These are the toughest of times for Cleveland Browns coach Chris Palmer, and his former head coach, Tom Coughlin, is not without sympathy.
"Chris is a friend of mine. I know him well. I have good friends on that staff. I did feel badly for him," Coughlin told reporters today, less than 24 hours after the Jaguars had dealt Palmer and the Browns a 48-0 defeat that was a statistical humiliation for the proud Cleveland franchise.
It was the Browns' worst performance since their first game back in the league last year, when they were throttled in their new stadium by their most intense rival, the Pittsburgh Steelers. After that game, the Browns complained that the Steelers had run up the score.

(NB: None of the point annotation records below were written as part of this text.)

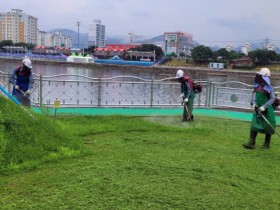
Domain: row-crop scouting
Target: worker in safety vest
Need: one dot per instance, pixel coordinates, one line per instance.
(22, 81)
(263, 118)
(187, 94)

Most recently, the Browns had the same thoughts about Art Modell's Baltimore Ravens, however, there were no such complaints following yesterday's game, though the FOX broadcast crew of Don Criqui and Steve Tasker openly accused the Jaguars of running up the score.
"You're trying to run the clock. You're trying to get the game over. I didn't want to kick the field goal. We ran the same play to the left that we had run to the right," Coughlin said of a three-yard touchdown run by rookie Shyrone Stith with 5:27 to play in the fourth quarter.
"I told our staff this morning that we will very quickly put this one to rest and move forward," Coughlin said.
Clearly, there is very little to be gained by scrutinizing a game in which the Browns offered no competition. They gained two first downs, one of which was by penalty. They did not convert a third-down play. The humiliation goes on and on.
The Jaguars turn their attention now to the Arizona Cardinals, another three-win team that isn't expected to offer much resistance this Sunday at Alltel Stadium. Then, the Jaguars will go to Cincinnati, where the Bengals are currently 3-10, before closing the season at the playoff-bound New York Giants.
This is a good time of the season for the Jaguars, as they fatten their record against lesser competition. This was supposed to be that point in the season where the Jaguars would jockey for homefield advantage for the playoffs. Now, they are a team whose playoff hopes are so extreme that the players won't even acknowledge them.
"We just kept grinding away and stuck to our guns and what we believe in. I knew we would battle and I knew we would fight," Coughlin said of his team, which had sunk to 3-7 prior to a game in Pittsburgh that began their current three-game winning streak.
At 6-7, the Jaguars aren't where they want to be in the standings, but their situation is a lot better than the Browns'.